Teenage Rebellion & The Jesus Revolution

When did the church start being viewed as "safe"? When did Christianity become so nice and palatable? It seems to me that Jesus and His followers were thought of as neither "safe" or "palatable" by the powers that be and the culture at large. Is it possible that one of the reasons that Jesus (and the idea of following Him) seems so uninteresting to most teenagers is that we have presented Him as something He wasn't (safe, bland, neutered, etc.)?
Rebellion is simply a fact of adolescence. It will be exhibited in some way, large or small. Is it possible to harness that rebellion for the Kingdom of God? I believe with all my heart that it is. However, it will require that we stop remaking Jesus in our own image and instead remake ourselves into His. It will require that we reveal to our teens the subversive and radical nature of the Kingdom. We will have to show them the Jesus that bucked pretty much all the systems. We must show them the Jesus who stubbornly swam upstream against the currents of power, greed, control, selfishness, and pride, by the power of love. We have to let them hear the voice of Jesus calling them to follow his rebellious path that fights injustice, reaches out to the downtrodden, refuses to stay in the safety of our little church buildings, and challenges the assumptions and power structures of the world. Oh, and one more thing: we have to be the rebels who model the Way for them, not the sellouts who paint a picture of Jesus that makes us feel comfortable and safe.
What if teens rebelled TO the church instead of away from it? What if that was the plan all along?


Keith Brenton said...

In a totally different context - but with much the same point of view - David U recently had an excellent post on his blog about the dangers of being Safe.

Milton Stanley said...

Amen. I plan to write about this post on my blog this weekend. Peace.

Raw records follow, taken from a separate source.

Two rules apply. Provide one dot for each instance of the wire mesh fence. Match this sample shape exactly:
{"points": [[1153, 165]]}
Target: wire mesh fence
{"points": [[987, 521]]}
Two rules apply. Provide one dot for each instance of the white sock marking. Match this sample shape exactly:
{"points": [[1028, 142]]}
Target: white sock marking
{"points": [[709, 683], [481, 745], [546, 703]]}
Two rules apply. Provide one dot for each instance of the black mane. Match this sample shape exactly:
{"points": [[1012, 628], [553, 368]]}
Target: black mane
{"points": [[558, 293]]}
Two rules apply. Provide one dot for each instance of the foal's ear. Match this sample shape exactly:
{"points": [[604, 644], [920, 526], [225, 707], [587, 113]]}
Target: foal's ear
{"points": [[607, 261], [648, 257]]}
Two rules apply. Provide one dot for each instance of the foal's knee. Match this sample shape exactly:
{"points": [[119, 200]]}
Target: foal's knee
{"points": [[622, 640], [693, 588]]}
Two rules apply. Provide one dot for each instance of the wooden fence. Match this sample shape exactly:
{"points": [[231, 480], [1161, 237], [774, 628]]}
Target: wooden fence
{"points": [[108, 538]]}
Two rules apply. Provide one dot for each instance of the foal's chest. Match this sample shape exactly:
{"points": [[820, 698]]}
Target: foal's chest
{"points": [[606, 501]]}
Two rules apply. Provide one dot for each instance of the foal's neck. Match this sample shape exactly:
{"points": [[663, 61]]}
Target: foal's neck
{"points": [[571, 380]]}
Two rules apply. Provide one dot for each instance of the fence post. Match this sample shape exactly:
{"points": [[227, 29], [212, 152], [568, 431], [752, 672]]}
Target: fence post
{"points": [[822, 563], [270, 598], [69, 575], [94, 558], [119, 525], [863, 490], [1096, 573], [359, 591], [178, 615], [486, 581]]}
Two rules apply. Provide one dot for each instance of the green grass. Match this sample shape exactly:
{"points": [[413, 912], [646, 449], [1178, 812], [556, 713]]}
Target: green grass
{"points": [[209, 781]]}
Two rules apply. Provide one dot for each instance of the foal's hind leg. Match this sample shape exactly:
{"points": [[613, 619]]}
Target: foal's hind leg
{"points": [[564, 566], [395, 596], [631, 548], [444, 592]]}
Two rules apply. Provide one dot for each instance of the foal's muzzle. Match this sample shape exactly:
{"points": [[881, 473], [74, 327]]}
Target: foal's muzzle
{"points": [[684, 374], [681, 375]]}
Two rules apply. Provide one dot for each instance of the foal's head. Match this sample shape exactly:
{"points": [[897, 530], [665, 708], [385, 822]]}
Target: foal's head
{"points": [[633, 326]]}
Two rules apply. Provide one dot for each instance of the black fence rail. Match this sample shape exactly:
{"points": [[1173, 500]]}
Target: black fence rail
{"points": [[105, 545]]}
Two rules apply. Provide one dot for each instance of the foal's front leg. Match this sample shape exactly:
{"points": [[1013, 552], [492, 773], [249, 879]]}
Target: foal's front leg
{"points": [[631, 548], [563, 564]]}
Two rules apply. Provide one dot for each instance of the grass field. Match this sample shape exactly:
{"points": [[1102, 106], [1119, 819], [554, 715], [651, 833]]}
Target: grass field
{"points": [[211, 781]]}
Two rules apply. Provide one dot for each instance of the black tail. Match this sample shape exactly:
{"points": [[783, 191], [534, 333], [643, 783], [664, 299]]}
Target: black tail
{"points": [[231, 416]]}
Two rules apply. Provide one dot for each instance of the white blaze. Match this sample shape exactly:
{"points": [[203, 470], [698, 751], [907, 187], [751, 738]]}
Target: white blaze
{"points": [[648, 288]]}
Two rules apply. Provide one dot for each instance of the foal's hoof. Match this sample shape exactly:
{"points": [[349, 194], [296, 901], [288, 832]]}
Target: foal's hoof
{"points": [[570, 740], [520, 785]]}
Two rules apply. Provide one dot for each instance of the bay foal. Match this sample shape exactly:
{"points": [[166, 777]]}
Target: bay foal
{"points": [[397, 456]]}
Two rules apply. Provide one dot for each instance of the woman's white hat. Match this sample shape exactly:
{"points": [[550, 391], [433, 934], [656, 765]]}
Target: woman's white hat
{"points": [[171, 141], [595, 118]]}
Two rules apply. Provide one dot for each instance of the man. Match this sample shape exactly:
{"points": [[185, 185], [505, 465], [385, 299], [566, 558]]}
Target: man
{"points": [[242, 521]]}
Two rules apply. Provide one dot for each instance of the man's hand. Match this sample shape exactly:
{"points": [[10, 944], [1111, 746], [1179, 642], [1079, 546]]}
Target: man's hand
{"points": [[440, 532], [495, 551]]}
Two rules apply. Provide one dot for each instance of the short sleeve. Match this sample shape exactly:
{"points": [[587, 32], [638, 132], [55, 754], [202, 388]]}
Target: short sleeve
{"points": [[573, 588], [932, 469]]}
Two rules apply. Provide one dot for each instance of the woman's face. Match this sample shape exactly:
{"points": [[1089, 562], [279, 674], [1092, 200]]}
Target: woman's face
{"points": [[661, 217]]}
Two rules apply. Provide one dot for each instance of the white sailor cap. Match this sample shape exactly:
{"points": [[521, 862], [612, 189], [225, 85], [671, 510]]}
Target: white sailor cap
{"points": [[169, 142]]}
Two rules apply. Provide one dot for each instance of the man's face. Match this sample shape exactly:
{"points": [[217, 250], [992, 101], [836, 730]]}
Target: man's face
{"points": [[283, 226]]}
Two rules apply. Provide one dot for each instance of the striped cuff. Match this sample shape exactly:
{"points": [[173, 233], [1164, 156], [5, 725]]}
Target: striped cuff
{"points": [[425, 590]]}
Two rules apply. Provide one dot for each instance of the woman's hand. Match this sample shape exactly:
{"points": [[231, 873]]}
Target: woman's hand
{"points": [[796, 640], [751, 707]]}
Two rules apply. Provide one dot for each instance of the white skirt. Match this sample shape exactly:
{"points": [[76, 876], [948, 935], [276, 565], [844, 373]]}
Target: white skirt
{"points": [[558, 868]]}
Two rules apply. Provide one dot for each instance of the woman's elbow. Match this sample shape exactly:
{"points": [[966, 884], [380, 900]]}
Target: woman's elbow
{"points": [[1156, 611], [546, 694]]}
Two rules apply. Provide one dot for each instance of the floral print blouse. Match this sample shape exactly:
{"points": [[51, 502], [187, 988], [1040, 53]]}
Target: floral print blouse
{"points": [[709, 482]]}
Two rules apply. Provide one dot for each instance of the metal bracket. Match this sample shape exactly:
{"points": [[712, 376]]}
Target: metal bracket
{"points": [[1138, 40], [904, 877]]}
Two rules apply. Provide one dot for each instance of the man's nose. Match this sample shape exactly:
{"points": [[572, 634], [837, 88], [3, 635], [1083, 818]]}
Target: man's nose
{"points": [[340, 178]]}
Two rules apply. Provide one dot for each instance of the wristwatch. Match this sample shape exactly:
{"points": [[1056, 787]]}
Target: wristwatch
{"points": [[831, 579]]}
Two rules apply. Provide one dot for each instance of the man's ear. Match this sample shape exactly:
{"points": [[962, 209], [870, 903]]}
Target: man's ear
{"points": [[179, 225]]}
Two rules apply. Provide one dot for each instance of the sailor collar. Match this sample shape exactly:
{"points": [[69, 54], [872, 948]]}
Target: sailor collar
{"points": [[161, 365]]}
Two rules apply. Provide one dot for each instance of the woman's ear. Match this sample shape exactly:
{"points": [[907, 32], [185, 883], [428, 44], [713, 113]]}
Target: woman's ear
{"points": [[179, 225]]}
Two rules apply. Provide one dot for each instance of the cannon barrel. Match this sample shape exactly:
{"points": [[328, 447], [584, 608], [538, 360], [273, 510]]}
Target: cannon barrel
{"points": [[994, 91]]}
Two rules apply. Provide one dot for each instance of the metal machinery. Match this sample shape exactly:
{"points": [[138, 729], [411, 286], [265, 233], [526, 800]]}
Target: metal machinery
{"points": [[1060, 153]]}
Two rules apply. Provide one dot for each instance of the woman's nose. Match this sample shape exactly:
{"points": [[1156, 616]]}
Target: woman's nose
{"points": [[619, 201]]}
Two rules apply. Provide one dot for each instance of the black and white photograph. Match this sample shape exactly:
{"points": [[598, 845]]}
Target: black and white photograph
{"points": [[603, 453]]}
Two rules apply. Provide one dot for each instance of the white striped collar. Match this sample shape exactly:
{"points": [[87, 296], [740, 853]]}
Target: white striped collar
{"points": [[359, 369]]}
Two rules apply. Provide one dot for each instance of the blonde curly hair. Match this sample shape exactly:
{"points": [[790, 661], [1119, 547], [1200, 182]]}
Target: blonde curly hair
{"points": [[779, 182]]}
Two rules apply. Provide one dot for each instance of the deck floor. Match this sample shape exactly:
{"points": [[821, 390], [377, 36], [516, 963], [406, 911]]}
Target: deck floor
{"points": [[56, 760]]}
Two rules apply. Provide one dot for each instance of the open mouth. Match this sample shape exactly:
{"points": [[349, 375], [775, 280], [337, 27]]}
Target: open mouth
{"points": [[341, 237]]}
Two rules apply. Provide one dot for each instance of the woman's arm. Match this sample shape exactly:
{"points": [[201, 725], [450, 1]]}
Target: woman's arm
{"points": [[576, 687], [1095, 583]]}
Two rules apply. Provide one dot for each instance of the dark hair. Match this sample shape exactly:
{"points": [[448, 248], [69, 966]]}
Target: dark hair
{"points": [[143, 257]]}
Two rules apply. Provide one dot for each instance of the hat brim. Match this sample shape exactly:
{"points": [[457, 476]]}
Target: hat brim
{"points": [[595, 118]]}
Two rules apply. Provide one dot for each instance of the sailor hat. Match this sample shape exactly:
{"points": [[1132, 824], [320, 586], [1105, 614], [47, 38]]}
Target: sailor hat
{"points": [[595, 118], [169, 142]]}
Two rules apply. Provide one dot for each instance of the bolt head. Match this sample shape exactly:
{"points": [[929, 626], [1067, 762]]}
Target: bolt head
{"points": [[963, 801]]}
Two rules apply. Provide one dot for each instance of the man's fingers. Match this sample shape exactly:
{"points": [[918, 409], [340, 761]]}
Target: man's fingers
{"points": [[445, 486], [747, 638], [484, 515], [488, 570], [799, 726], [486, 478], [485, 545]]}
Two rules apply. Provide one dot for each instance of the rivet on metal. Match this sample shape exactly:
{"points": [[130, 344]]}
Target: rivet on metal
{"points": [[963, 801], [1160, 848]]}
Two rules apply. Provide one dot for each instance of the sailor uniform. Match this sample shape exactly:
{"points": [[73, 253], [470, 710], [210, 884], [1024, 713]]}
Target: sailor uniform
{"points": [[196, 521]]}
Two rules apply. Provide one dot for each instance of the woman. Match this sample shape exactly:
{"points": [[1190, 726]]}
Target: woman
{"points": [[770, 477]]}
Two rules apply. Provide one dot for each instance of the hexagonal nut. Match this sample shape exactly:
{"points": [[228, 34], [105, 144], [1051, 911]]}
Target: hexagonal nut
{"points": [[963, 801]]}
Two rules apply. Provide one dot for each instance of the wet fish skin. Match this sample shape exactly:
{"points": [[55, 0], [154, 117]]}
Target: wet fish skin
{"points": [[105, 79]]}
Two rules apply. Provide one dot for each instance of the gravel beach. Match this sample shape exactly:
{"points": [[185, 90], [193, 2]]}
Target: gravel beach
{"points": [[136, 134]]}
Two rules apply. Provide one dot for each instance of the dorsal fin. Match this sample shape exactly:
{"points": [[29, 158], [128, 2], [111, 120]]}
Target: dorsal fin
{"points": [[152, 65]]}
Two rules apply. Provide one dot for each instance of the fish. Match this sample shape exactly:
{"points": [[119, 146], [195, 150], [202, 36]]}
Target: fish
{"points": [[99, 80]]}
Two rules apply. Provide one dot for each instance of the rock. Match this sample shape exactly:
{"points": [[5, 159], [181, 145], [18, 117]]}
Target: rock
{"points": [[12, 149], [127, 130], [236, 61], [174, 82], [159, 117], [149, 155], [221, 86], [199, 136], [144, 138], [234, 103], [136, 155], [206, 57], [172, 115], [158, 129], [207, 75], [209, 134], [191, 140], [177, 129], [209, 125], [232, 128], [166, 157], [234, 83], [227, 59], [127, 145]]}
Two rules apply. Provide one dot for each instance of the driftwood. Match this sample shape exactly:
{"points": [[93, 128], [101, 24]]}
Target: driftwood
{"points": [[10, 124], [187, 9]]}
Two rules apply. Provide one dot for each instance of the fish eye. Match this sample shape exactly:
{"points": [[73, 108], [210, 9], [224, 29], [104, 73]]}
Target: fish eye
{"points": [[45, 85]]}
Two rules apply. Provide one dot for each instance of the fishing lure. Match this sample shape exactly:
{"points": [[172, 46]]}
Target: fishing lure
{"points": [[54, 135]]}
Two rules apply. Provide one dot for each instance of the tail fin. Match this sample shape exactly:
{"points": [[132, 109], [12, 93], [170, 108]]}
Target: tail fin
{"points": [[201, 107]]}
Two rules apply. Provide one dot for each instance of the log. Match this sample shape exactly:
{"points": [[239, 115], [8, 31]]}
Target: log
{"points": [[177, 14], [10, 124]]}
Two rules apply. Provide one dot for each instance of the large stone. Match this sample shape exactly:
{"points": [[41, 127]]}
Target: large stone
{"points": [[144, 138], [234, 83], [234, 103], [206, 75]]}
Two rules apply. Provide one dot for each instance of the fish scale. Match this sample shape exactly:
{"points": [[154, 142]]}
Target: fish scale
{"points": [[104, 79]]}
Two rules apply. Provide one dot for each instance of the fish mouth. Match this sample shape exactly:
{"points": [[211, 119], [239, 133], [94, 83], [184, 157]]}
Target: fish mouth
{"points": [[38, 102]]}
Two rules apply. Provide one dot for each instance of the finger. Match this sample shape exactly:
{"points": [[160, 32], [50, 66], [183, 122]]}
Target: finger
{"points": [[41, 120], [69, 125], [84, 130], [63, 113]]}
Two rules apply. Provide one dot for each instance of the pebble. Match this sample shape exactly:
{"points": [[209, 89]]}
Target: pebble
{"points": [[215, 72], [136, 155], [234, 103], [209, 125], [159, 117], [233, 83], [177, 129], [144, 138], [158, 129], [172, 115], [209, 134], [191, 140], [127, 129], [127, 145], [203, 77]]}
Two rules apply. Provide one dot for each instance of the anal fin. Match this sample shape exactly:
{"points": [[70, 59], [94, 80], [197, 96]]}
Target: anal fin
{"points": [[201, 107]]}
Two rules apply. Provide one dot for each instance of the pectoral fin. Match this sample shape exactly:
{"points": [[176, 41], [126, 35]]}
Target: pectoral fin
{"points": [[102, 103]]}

Brandon Scott Thomas said...

This is why I love your writing and thinking. SO TRUE! Preach.

Jay Houston said...

i haven't heard from dana in a while, just wondering how you were doing up there! Ih she can have her e-mail me or somethinG! I miss y'all!!!


Jason Retherford said...


Great thoughts. A Jesus who is presented as safe, bland, and neutered won't illicit much of a following from the kids in our churches.

Amen, it is time to reveal to our teens the radical subversive nature of the Kingdom. Only, I fear that when we begin to expose crazy. upside down world of the kingdom that it may be contagious!

John Owens said...

A nice idea, but not very politically correct. That's why I like it.

Chad said...

Great thoughts. Now would you mind sharing reflections on how? I feel that the level of discipleship teens are challenged to often is more than even their parents are. At least I often feel that way in my context. Praise God for parents who live and model this for their children.

Jason said...

I posted this comment on Chad Nall's blog, but it seems appropriate to post here as well. (P.S. Per Jon's comment above, I agree that a message like this doesn't jive with the "politically correct" version of Christ that many churches attempt to present.)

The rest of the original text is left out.